10.7 This Agreement and any rights or obligations hereunder, shall not be assigned or sublicensed by Partner, without prior written consent from LighthouseAI. LighthouseAI may assign, novate or otherwise transfer, without Partner’s approval, its rights or obligations arising out of or under this Agreement pursuant to a merger, corporate reorganization, or a sale or transfer of all or substantially all of LighthouseAI’s assets; or to any of LighthouseAI’s Affiliates. Partner must do all things, include execute all documents, reasonably required by LighthouseAI to give effect to such assignment, novation or transfer. Subject to this restriction, this Agreement will be binding upon and inure to the benefit of the parties hereto, their successors and assigns.  

10.8 Expiration or termination of this Agreement shall not relieve either party of any liability or obligation intended by the parties to survive termination, specifically those under Sections 4, 6, 7, 8, and 10. All other rights and obligations of the parties shall cease upon expiration or termination of this Agreement.  

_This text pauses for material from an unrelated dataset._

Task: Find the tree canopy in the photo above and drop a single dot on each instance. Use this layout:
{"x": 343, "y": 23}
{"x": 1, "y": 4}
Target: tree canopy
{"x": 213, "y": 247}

10.9 Each party agrees to deal with any personal data relevant to the other’s customers in accordance with applicable data protection laws and regulations. 

10.10 Neither party may directly solicit any employee of the other for employment during the term of this Agreement and for six (6) months after expiration or termination, provided, however, nothing contained herein shall prevent such party from hiring any such employee who responds to a general hiring program in the ordinary course of business.  

10.11 This Agreement constitutes the entire agreement between the parties with respect to the subject matter hereof and supersedes all prior and contemporaneous communications and agreements relating to the same. It shall not be modified except by a written agreement dated subsequent to the Effective Date of the Agreement and executed or accepted on behalf of Partner and LighthouseAI by their respective duly authorized representatives. In the event of a conflict between this Agreement and the Program Guide, the Program shall control.